Chinesisches Essen – flickr/stevendepolo

Fettarm, reich an Vitaminen, ein Genuss für Gaumen und Auge oder in zwei Worten gesagt: „Einfach lecker.“ Wer sich gesund ernähren möchte und gerade eine Diät macht , kann sich getrost einen Tisch in einem chinesischen Restaurant reservieren lassen oder sich etwas nach Hause bestellen. Dabei muss man überhaupt kein schlechtes Gewissen haben, denn die Mahlzeiten sind relativ kalorienarm und schmecken trotzdem wunderbar. Neben den vielen Gemüsesorten, die in so einer Portion verarbeitet sind, gehören auch noch hervorragend abgeschmeckte Soßen. Dabei werden auch Zutaten verwendet, die in Deutschland nicht so bekannt sind.
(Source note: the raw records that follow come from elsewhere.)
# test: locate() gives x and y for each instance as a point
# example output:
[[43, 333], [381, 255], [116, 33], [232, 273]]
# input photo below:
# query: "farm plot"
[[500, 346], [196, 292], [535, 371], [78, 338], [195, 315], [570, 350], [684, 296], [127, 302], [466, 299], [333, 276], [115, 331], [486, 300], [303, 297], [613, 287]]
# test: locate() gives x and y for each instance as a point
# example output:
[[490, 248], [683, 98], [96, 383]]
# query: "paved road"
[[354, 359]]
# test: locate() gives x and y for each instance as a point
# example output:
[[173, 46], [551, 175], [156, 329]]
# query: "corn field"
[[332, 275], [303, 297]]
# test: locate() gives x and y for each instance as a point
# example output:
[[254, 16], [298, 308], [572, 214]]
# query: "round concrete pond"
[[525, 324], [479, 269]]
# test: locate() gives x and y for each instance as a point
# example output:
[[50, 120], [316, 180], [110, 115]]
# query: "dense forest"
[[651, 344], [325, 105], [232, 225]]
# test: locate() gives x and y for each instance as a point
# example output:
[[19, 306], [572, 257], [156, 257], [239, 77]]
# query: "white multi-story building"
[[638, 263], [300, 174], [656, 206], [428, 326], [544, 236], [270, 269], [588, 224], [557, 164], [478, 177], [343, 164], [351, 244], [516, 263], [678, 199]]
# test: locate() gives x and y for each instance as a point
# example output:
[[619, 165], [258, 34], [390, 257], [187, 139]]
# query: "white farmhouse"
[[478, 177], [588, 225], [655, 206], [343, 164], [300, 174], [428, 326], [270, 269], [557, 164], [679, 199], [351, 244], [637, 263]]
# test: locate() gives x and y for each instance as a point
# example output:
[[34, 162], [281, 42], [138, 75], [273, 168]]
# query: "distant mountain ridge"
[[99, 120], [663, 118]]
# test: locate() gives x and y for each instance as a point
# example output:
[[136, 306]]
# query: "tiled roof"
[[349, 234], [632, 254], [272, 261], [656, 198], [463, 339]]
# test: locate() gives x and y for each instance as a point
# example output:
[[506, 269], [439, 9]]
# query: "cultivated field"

Die Auswahl an Gewürzen in der chinesischen Küche ist groß: Fünfgewürzpulver, Curry und Muskat, Koriander, Kreuzkümmel, Nelken, Ingwer, Zimt sowie die verschiedensten Gewürzmischungen.
Viele Speisen werden ziemlich scharf zubereitet und wer es verträgt, sollte zugreifen. Denn sie sind leicht und gut bekömmlich und kurbeln rasch die Fettverbrennung an.
Wer abnehmen möchte oder muss, sollte sowieso viel Gemüse essen. Fettarmes Fleisch braucht auch auf keinem Teller fehlen oder man wählt gleich Tofu als Fleischersatz. In einem guten chinesischen Restaurant findet man zusätzlich noch ein großes Buffet mit vielen Obstsorten. Ananas, Trauben, Melonen – in mundgerechte Stücke geschnitten und noch einige Obstsorten mehr runden ein Essen ab und man greift sehr gerne zu, wenn es appetitlich angerichtet ist und einen förmlich anlacht. Wobei der Honig und die fettige Panade die gebackenen Honig-Bananen zu einer Diätfalle machen.
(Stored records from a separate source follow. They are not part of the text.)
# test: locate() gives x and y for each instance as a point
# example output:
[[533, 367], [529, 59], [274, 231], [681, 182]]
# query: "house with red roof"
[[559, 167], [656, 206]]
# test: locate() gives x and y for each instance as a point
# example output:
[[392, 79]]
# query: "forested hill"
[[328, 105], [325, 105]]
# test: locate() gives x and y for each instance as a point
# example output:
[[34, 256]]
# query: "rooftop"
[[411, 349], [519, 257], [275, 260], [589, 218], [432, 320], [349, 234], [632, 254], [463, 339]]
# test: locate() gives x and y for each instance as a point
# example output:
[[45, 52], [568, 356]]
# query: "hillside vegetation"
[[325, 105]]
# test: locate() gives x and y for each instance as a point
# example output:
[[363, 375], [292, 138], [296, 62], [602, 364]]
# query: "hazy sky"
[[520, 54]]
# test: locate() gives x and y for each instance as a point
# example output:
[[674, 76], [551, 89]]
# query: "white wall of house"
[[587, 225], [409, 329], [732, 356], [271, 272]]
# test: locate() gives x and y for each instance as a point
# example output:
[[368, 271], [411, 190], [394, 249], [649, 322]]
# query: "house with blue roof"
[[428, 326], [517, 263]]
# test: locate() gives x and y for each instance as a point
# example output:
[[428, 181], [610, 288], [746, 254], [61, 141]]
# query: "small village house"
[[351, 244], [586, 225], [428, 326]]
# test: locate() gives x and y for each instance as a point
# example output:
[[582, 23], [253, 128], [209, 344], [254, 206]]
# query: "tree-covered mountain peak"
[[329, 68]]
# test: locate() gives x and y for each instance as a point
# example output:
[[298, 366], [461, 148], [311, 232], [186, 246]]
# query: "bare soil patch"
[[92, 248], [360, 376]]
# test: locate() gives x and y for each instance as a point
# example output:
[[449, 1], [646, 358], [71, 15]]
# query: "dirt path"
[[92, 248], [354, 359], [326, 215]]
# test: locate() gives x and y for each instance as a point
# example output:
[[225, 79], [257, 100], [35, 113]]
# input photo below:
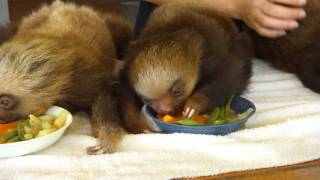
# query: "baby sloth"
[[186, 59], [64, 54]]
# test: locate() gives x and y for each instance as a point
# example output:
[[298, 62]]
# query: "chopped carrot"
[[5, 127], [168, 118], [200, 118], [39, 111]]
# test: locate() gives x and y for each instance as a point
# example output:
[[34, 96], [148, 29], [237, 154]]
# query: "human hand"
[[271, 18]]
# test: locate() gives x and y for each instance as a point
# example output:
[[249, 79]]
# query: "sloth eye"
[[176, 91], [7, 102]]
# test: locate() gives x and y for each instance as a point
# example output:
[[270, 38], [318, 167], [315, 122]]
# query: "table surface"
[[309, 170]]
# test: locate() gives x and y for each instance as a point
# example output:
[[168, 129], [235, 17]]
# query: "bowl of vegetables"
[[221, 120], [34, 133]]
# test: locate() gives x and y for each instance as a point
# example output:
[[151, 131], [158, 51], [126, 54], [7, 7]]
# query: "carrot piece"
[[168, 118], [200, 118], [5, 127], [39, 111]]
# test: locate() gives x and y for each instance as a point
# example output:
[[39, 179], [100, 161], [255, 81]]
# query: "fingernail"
[[302, 2], [294, 25], [282, 33], [302, 14]]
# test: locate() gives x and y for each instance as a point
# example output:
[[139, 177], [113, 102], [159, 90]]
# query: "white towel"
[[285, 130]]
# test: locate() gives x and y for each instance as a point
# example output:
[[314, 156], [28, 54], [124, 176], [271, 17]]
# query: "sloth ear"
[[132, 43], [7, 31]]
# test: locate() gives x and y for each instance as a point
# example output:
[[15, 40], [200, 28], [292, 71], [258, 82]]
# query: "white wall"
[[4, 12]]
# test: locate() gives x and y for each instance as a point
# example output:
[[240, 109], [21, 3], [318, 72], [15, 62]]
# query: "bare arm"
[[271, 18]]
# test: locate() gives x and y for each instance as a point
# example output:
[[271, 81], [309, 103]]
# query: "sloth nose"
[[165, 109], [3, 115]]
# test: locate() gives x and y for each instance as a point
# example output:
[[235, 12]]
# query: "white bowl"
[[36, 144]]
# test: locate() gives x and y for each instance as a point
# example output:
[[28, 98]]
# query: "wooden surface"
[[20, 8], [304, 171]]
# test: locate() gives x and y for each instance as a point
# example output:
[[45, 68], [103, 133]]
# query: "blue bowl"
[[238, 104]]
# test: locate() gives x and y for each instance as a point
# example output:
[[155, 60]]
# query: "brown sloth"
[[186, 59], [64, 54]]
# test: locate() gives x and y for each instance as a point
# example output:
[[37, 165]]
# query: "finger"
[[191, 113], [270, 33], [280, 11], [298, 3], [274, 23], [187, 111], [93, 148]]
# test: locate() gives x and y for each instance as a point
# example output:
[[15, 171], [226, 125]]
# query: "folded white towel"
[[285, 130]]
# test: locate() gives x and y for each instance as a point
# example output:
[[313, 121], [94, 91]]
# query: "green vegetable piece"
[[219, 122], [14, 139], [242, 115], [8, 135], [227, 108], [188, 122], [214, 115], [222, 109]]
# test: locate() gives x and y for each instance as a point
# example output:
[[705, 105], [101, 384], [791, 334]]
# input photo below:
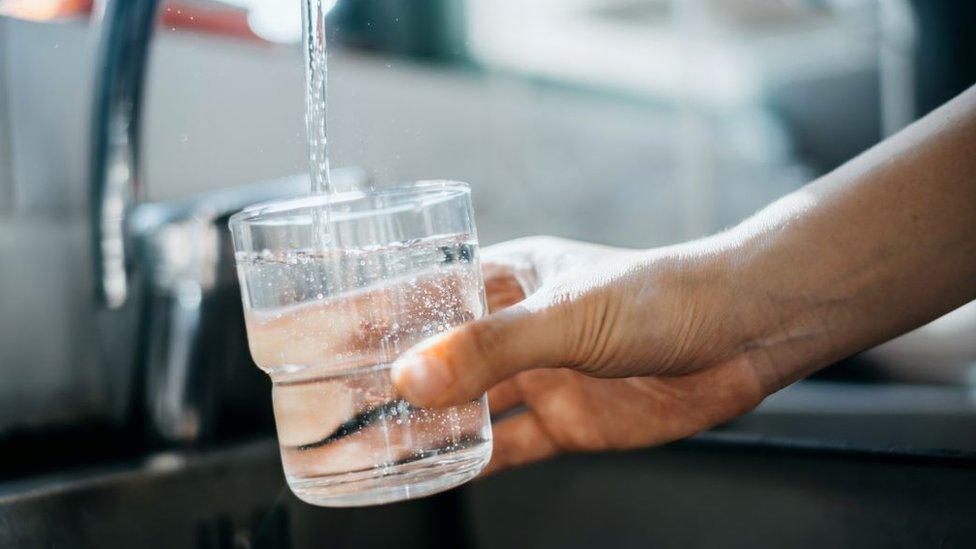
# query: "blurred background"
[[625, 122]]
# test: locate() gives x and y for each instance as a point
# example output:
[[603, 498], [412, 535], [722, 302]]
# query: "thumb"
[[460, 365]]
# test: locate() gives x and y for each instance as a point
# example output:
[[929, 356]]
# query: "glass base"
[[396, 483]]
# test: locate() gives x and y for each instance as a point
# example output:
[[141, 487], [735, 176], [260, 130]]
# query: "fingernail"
[[421, 379]]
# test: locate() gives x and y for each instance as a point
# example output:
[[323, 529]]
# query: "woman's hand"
[[617, 349], [630, 345]]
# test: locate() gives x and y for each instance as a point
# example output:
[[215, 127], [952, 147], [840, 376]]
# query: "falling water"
[[316, 78]]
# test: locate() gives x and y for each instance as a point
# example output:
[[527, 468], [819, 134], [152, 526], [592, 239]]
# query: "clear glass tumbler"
[[335, 289]]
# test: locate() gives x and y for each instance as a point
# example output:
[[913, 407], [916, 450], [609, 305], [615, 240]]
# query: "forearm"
[[882, 245]]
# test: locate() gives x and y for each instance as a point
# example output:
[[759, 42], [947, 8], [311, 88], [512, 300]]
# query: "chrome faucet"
[[165, 284]]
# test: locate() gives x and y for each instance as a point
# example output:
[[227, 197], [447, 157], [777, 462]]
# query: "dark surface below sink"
[[722, 490]]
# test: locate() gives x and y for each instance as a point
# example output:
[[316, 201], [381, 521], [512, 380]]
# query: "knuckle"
[[484, 339]]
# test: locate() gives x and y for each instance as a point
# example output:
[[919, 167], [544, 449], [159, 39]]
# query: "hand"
[[616, 349], [613, 349]]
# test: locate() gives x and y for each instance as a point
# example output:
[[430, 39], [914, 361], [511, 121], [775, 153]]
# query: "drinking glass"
[[335, 288]]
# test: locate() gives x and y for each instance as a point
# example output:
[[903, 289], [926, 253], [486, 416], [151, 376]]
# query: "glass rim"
[[269, 210]]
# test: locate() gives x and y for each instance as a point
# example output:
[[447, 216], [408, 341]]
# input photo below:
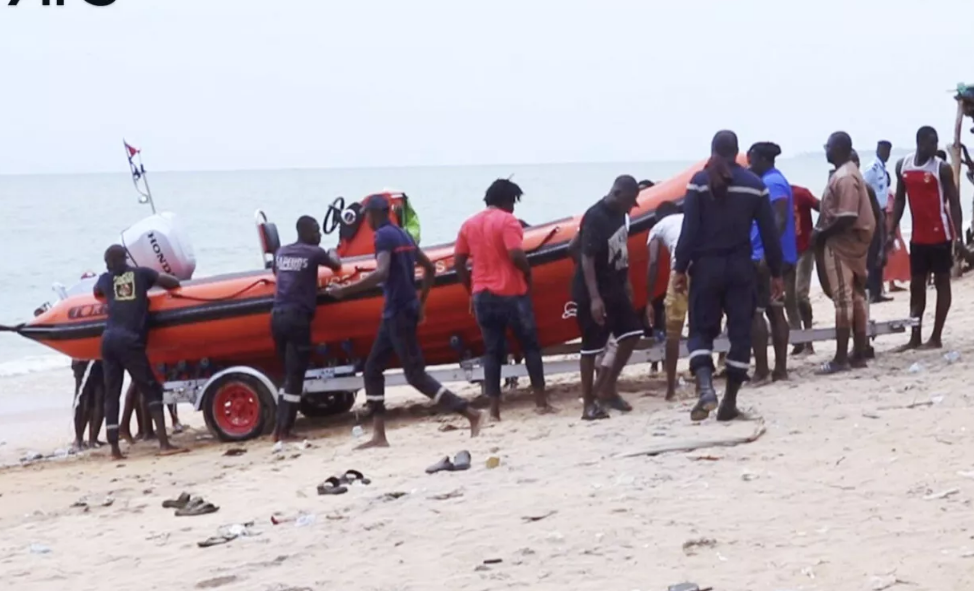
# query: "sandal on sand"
[[461, 461], [197, 506], [830, 367], [177, 503], [352, 476], [594, 412], [332, 486], [215, 541], [618, 403], [444, 465]]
Nudeln und Reis sollten für den, der gerade eine Diät macht, ebenfalls nur die nette Beilage sein. Denn hier stecken die kalorienreichen Kohlenhydrate, die beim Abnehmen in nur geringen Mengen genossen werden sollten.
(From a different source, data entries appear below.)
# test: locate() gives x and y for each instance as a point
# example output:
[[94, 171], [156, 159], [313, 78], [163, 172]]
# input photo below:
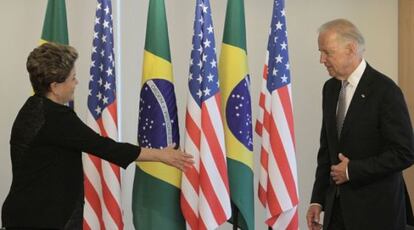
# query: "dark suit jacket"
[[377, 137], [46, 144]]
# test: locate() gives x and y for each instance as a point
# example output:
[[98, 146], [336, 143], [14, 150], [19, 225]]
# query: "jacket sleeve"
[[68, 131], [397, 136]]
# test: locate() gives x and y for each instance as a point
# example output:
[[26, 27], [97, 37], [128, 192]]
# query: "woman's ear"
[[54, 87]]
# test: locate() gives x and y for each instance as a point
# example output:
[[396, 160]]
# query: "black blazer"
[[377, 137], [46, 144]]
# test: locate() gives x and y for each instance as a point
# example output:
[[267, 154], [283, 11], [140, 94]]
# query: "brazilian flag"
[[156, 192], [235, 88]]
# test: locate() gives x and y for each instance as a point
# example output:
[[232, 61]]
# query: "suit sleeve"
[[322, 177], [397, 137], [70, 132]]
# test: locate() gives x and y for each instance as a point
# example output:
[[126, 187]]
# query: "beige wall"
[[406, 68], [21, 23]]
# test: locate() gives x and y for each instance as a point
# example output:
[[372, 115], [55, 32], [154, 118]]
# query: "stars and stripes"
[[205, 200], [278, 190], [102, 179]]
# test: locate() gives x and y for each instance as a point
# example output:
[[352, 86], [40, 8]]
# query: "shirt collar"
[[355, 76]]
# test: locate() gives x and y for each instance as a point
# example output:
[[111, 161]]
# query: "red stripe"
[[211, 196], [86, 225], [259, 128], [112, 110], [193, 130], [264, 162], [117, 172], [111, 204], [279, 154], [92, 197], [265, 72], [287, 108], [262, 195], [188, 213], [193, 178], [272, 202], [201, 225], [214, 144], [101, 127]]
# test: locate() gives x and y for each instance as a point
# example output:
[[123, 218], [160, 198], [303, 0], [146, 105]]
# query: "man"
[[366, 140]]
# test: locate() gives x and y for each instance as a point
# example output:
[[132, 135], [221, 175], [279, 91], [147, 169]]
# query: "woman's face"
[[65, 90]]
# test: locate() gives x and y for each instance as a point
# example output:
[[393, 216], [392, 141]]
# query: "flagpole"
[[235, 218]]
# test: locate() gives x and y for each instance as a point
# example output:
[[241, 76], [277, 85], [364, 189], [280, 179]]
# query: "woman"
[[47, 141]]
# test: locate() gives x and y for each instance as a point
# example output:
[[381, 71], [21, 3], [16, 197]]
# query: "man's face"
[[335, 55]]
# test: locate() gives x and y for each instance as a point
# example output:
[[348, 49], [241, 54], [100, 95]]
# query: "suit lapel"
[[358, 100], [331, 108]]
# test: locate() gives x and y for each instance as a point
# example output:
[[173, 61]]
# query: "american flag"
[[278, 190], [102, 179], [205, 199]]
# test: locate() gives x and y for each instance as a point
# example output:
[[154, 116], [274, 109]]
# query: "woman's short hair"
[[50, 63]]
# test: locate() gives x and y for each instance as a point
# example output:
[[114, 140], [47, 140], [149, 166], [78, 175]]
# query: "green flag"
[[156, 192], [235, 88], [55, 27]]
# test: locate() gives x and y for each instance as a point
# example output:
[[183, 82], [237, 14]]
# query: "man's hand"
[[313, 217], [338, 172]]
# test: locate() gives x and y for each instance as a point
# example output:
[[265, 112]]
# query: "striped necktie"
[[341, 112]]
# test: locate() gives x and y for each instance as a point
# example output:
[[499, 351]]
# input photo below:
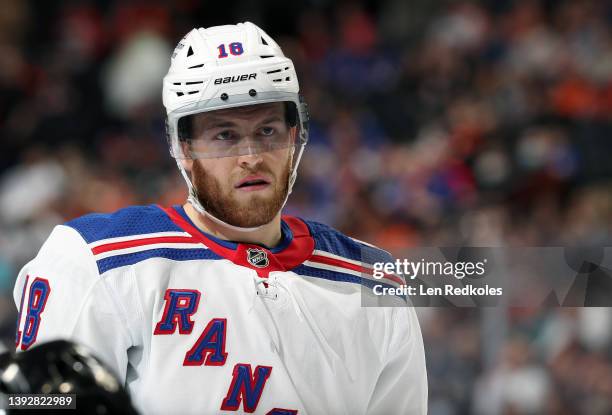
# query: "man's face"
[[245, 190]]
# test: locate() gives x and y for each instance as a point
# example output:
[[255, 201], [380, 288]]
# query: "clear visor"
[[243, 130]]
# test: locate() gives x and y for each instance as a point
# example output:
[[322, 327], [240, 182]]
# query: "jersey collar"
[[296, 246]]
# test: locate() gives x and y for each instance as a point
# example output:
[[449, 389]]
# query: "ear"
[[187, 164]]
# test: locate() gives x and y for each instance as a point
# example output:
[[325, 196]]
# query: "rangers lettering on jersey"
[[151, 294]]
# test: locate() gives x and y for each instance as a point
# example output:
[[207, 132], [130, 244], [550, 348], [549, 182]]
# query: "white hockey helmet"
[[225, 67]]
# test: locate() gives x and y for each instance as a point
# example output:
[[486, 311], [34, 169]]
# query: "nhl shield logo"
[[257, 257]]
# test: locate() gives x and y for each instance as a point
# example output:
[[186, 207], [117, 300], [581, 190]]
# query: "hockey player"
[[223, 305]]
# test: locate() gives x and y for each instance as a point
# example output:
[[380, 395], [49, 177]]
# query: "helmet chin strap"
[[194, 201]]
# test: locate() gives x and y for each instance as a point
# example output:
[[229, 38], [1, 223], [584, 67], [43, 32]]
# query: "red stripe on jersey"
[[347, 265], [113, 246], [298, 251]]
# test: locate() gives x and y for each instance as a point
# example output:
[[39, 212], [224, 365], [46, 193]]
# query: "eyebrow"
[[221, 123]]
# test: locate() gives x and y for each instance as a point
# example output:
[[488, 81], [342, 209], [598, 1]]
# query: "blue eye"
[[267, 131], [224, 135]]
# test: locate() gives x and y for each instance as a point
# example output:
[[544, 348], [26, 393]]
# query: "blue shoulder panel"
[[132, 220], [333, 241]]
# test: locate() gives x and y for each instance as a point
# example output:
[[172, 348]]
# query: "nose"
[[251, 155]]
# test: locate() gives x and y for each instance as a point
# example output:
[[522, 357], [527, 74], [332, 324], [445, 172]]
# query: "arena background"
[[433, 123]]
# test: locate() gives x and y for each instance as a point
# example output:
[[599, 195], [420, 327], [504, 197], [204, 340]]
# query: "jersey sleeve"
[[60, 295], [402, 384]]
Auch hier heißt es aufpassen: Wenn auf der Karte beim chinesisch Lieferservice „knusprig“ steht, dann hört sich das lecker an, aber es bedeutet, dass Hühnchen und Co. meistens frittiert wurden und deshalb einen sehr hohen Fettgehalt haben – also Finger weg!
Fast alle Speisen in der asiatischen Küche werden im Wok – der Topf und Pfanne in einem ist – zubereitet. Das garantiert schnelles und nährstoffschonendes Garen. So behalten Fleisch und Gemüse ihre schöne appetitliche Farbe, da die Garzeiten sehr kurz sind. In einem Wok kann gebraten, frittiert, gedünstet oder gekocht werden. Dabei spielt der Rührlöffel eine große Rolle. Denn nur unter ständigem Umrühren gelingt ein gutes Essen, dass nicht angebrannt ist. Der Wok wird nämlich sehr heiß. Die dünnen Wände des Woks nehmen die Hitze der Herdflamme schnell auf und deshalb heißt es für den Koch: rühren, rühren, rühren.

Wer nun auf den Geschmack gekommen ist, kann sich – unter Berücksichtigung der kleinen Fettfallen – getrost etwas Leckeres aus der chinesischen Küche vom Lieferservice nach Hause bestellen. Die Waage wird es bestätigen: es war Genuss ohne Reue!